With this, they were able to move the needle and prove through A/B testing the hypothesis and business impact. On product pages for example, this effort shaved off more than 600ms, and the A/B test showed an uplift on conversion rate in the range of 1-5% with the company's defined confidence level.

Below are the improvements the team were able to make in terms of the percentage of pageviews that are considered "good", "needs improvement" and "poor", based on Google's definition for LCP score.

A stacked bar graph of median LCP across Core Web Vitals thresholds for Farfetch listing pages. Pages at the 'good' threshold increased from 37% to 53%.
A stacked bar graph of median LCP across Core Web Vitals thresholds for Farfetch listing pages. Pages at the 'good' threshold increased from 36% to 48%.

The rewards of a faster site and better working practices

Building a culture around performance and tools like the business case calculator allowed everyone to begin speaking a shared language that can be understood by product managers, stakeholders, and engineers alike. This has precipitated ongoing discussions around how to prioritize new initiatives and performance enhancements.

"We wanted to break the cycle of performance being a tech-only concern, something owned only by the engineering team to deal with and fix," explains Farfetch's Web Channels Senior Principal Product Manager, Rui Santos. "Connecting performance metrics with business metrics was surprisingly effective to pass the message across very, very quickly.

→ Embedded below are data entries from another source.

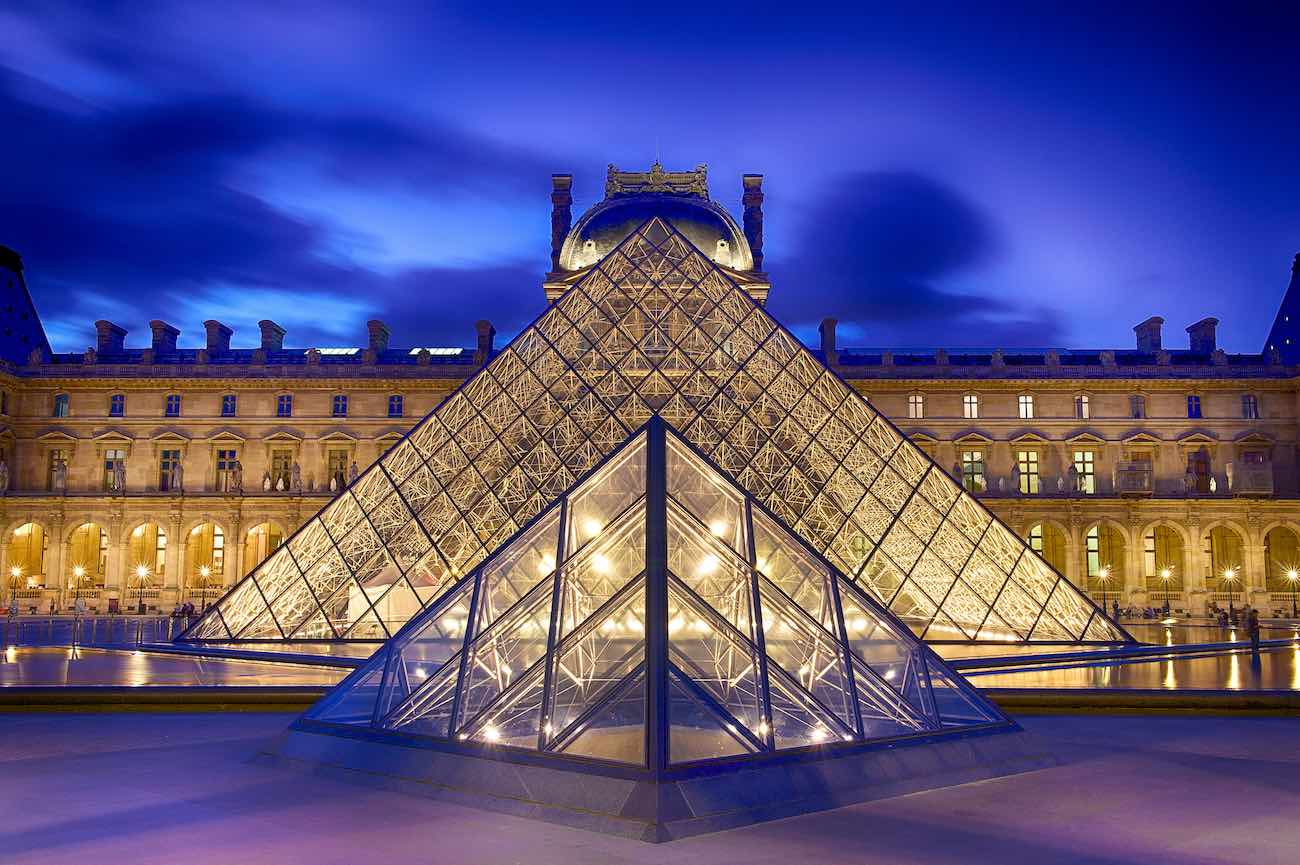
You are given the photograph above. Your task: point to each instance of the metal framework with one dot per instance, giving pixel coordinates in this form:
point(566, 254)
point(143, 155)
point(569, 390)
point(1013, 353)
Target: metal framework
point(654, 331)
point(654, 617)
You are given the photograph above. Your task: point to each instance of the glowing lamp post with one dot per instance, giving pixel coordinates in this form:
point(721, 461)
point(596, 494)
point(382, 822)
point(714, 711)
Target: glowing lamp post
point(142, 576)
point(1294, 575)
point(1230, 578)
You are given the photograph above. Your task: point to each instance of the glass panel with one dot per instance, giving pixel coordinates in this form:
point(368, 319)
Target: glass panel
point(616, 730)
point(696, 731)
point(706, 496)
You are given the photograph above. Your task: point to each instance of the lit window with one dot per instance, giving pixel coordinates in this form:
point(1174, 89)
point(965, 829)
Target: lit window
point(1084, 463)
point(973, 471)
point(168, 462)
point(226, 461)
point(1027, 461)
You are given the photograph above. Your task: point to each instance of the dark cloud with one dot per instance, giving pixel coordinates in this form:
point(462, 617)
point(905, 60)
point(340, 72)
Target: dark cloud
point(878, 252)
point(131, 215)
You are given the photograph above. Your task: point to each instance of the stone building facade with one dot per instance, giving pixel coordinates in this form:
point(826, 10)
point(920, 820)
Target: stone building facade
point(160, 474)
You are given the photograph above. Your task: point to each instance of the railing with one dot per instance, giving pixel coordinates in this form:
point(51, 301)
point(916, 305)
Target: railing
point(91, 630)
point(1134, 479)
point(1251, 479)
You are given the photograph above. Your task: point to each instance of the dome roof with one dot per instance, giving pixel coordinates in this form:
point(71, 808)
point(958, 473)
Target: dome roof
point(705, 224)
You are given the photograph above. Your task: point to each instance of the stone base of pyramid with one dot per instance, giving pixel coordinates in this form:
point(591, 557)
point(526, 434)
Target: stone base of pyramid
point(688, 803)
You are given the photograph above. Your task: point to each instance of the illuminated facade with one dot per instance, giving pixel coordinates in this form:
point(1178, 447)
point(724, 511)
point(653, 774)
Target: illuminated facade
point(1136, 474)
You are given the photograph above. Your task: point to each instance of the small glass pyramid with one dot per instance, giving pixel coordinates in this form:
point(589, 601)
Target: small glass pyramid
point(654, 329)
point(655, 615)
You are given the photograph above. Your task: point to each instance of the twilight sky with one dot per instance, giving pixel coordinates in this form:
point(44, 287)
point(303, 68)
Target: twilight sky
point(935, 177)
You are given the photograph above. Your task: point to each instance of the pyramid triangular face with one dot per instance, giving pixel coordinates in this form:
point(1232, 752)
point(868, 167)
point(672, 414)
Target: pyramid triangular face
point(655, 615)
point(654, 329)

Business drives the company, and connecting its success to speed metrics encouraged a broader set of stakeholders to understand and navigate the trade-off decisions."

In the luxury e-commerce segment, whether your site is fast or slow can dictate how consumers see your brand and your service quality as a whole. For users, quality equates to luxury—and this applies to every aspect of their experience, including how your website performs. With site speed producing a proven effect on conversion rate, performance now occupies a safe position in forward planning at Farfetch.